Una
buena narración debe comenzar con tío apuntándole a otro a la cabeza con un
arma, o con una violación, por poner dos buenos ejemplos, y debe finalizar
también de un modo apabullante, con cosas que exploten o gente que muera en una
escena catártica para el o los protagonistas.

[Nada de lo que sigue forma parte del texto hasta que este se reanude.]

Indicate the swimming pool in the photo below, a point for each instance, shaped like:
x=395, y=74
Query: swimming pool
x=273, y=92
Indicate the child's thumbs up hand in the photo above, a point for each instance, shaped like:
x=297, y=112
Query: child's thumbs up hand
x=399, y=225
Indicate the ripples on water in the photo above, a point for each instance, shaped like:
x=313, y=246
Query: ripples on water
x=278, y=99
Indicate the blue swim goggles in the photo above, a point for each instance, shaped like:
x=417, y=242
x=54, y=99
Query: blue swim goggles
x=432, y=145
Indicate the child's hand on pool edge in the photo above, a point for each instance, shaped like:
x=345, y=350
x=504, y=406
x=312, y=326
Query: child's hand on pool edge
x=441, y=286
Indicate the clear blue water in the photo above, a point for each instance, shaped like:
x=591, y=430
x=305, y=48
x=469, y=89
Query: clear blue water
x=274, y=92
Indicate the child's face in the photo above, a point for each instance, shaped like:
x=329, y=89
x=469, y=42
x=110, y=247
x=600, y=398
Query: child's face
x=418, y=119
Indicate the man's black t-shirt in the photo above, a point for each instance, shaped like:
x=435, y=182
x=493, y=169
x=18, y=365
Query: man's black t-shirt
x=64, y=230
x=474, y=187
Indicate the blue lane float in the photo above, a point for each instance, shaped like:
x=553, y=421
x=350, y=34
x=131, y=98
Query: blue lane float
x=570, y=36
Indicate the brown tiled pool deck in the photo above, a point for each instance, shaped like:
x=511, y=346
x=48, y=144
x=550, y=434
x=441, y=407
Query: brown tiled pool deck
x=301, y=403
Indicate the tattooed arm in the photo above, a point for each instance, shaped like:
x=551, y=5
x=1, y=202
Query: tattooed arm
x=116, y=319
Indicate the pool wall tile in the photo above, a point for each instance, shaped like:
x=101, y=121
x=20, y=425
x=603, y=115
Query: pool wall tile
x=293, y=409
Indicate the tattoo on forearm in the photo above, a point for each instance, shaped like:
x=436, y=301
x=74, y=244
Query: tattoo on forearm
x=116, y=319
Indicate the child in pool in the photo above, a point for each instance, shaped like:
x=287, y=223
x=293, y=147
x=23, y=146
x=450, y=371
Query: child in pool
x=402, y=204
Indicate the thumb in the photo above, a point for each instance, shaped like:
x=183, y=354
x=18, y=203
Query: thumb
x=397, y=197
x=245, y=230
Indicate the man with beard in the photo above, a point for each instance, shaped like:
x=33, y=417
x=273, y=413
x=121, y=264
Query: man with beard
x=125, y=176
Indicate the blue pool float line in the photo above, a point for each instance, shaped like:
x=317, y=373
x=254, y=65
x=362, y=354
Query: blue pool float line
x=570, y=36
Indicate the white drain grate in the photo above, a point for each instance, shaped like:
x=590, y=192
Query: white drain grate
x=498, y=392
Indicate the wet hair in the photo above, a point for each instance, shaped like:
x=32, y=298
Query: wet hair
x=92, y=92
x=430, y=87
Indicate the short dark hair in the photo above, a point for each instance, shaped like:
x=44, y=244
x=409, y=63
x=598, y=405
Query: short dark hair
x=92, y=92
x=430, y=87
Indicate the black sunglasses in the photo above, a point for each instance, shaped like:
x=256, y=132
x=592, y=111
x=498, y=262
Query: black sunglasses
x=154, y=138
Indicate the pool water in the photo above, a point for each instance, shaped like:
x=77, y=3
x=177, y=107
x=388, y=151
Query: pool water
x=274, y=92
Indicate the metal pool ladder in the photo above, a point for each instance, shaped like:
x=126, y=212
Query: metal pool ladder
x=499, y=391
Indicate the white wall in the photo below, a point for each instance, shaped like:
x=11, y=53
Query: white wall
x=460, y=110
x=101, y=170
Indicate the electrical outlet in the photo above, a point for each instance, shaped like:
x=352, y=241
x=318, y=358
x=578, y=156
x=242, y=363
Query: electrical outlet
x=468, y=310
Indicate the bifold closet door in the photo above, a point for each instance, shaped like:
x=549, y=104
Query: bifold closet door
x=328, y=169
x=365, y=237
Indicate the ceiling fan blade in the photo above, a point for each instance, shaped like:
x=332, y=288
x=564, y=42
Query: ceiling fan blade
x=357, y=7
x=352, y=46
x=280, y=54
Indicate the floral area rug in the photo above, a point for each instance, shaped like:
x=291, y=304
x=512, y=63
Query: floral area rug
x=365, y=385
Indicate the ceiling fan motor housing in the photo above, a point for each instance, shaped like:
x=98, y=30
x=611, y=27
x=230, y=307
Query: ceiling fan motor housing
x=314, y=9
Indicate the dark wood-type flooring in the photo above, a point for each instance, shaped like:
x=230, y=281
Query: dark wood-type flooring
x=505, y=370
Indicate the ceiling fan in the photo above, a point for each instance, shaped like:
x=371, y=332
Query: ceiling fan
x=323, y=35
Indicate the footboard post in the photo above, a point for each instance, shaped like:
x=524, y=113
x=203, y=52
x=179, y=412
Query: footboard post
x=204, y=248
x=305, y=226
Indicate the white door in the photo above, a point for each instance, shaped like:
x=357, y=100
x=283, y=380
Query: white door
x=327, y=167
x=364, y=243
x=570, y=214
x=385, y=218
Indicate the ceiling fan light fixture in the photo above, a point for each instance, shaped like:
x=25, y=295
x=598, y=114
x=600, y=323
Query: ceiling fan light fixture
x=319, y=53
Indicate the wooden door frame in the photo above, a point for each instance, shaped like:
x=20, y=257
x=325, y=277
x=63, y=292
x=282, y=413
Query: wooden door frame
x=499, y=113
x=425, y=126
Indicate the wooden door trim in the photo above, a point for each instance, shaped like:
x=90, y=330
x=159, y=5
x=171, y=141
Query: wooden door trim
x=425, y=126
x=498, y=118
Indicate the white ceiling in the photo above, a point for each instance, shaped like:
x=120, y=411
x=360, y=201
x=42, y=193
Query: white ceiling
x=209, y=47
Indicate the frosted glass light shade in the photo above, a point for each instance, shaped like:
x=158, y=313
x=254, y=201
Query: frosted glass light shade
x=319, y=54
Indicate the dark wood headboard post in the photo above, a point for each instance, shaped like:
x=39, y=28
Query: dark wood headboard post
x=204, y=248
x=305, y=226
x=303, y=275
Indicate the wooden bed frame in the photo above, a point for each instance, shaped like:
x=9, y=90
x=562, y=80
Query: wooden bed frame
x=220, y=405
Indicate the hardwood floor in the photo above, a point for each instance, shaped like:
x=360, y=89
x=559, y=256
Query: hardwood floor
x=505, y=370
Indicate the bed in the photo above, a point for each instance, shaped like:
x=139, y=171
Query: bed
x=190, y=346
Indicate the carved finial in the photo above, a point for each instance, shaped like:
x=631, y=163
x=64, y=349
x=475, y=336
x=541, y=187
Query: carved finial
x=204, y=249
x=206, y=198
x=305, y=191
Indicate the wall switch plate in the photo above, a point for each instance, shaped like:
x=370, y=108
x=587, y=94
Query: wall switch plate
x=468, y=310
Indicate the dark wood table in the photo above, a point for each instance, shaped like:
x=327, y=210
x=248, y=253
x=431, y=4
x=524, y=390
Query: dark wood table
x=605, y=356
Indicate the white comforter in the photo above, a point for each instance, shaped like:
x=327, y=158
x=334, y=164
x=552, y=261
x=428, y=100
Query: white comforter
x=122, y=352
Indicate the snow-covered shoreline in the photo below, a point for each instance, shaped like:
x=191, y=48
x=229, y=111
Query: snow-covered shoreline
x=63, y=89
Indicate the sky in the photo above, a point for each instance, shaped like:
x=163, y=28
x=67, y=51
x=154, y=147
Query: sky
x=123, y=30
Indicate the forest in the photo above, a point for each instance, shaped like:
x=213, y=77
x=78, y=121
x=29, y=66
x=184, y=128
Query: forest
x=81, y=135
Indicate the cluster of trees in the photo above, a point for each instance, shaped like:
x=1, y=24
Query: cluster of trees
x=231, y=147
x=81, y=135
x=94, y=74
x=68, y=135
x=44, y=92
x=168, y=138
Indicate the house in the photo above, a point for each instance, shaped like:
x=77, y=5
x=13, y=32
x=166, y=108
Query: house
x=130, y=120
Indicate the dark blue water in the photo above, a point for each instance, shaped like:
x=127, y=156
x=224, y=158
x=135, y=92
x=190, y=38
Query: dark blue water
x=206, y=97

Esto es al menos lo que entiende por
literatura un porcentaje nada despreciable de los potenciales compradores de
libros. Lo mismo pasa con el cine. Respeto a quienquiera que le guste “60
segundos”, película protagonizada por Nicolas Cage y Angelina Jolie, pero al
mismo tiempo le argumentaré por qué a mí me parece una basura infecta. En todo
caso no me interesa ahora entrar en lugares comunes sobre el respeto de cada
uno a leer y disfrutar con lo que le dé la gana; lo doy por supuesto.

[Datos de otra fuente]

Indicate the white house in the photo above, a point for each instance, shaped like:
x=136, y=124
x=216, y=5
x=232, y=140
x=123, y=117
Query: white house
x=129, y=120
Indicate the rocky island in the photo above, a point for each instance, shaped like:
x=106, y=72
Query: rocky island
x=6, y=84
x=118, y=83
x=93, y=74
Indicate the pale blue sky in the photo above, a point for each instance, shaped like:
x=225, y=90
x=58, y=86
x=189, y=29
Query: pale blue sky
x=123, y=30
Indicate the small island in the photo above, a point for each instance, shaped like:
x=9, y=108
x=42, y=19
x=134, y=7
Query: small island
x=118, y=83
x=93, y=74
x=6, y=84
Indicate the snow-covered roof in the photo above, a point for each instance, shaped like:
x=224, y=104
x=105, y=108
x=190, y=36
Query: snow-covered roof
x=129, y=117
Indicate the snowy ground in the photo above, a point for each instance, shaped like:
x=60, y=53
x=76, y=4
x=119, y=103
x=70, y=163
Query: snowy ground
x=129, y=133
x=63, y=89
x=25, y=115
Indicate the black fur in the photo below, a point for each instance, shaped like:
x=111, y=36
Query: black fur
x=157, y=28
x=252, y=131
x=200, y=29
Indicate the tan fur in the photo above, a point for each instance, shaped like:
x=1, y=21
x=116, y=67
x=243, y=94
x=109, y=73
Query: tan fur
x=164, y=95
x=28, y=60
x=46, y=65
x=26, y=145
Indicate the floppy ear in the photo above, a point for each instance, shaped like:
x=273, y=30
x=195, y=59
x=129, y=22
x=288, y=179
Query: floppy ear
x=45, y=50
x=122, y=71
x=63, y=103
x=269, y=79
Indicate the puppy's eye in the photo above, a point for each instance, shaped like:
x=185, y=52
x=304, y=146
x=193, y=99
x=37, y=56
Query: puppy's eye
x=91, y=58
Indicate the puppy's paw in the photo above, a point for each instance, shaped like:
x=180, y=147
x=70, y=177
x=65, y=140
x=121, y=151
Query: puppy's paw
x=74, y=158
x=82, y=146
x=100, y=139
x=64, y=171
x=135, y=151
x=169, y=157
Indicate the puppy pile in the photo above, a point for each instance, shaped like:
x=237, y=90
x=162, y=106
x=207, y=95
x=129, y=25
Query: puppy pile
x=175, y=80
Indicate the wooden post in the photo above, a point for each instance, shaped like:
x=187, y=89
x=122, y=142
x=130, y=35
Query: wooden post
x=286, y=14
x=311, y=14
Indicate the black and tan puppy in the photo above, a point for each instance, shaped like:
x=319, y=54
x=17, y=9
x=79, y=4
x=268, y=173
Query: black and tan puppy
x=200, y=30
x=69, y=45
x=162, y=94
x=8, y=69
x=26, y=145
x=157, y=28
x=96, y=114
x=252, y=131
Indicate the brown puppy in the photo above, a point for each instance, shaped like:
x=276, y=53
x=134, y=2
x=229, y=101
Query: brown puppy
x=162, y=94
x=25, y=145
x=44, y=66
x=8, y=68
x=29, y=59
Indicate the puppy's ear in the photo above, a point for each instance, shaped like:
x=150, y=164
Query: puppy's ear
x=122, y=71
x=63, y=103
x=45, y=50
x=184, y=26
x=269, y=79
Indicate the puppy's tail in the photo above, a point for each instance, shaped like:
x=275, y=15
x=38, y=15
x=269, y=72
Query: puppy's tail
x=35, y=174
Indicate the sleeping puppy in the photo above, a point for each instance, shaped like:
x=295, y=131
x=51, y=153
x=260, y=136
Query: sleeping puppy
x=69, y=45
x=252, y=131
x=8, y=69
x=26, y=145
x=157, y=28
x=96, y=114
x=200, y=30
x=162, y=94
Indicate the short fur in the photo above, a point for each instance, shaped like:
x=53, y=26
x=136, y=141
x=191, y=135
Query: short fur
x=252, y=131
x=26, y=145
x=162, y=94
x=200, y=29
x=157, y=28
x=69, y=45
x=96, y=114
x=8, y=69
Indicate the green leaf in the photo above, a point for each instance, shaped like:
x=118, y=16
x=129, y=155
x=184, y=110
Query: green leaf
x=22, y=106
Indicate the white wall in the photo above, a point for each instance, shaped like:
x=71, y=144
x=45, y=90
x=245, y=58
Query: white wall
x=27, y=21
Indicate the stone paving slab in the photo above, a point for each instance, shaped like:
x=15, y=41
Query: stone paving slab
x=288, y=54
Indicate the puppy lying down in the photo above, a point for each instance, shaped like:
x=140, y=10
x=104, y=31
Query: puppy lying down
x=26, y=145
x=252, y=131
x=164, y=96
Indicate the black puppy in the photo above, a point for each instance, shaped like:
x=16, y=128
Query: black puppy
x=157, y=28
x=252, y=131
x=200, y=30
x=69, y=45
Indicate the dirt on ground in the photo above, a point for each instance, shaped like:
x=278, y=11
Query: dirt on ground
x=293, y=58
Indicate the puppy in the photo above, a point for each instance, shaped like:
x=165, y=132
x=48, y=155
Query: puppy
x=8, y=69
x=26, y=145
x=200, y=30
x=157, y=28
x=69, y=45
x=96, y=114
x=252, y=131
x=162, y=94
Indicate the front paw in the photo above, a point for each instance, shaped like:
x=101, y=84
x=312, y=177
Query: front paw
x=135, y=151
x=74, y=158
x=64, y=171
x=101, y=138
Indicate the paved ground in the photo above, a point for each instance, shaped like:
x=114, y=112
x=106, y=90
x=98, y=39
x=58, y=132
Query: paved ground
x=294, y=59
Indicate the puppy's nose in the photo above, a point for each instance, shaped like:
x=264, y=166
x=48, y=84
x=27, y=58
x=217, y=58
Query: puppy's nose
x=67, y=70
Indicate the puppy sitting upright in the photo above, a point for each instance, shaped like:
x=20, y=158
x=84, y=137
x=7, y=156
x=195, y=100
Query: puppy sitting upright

Ubaldo, con esa satisfacción que nos da
sentirnos justamente indignados, ha venido a mí esgrimiendo en su mano el
ensayo de Mario Vargas Llosa titulado “La cultura del
espectáculo”.
-Amigo Enrique –me dice (es la única
persona que se empeña en no llamarme Quique)-, el ensayo este dice cosas que ya
decía yo hace años. Te recomiendo que lo leas.
-Ahora estoy con el conde de Montecristo
–le digo.
-Léete al menos de la página 199 a la 222.
Y eso hago. El libro es un ensayo sobre la
banalidad del arte en los tiempos que corren y, si es todo como el extracto que me
ha recomendado Ubaldo, desde luego merece la pena. No podría hacer una crítica
porque no lo he leído entero, pero me ha dado que pensar ya que trata un tema
al que mi amigo y yo venimos dando vueltas en estos últimos días.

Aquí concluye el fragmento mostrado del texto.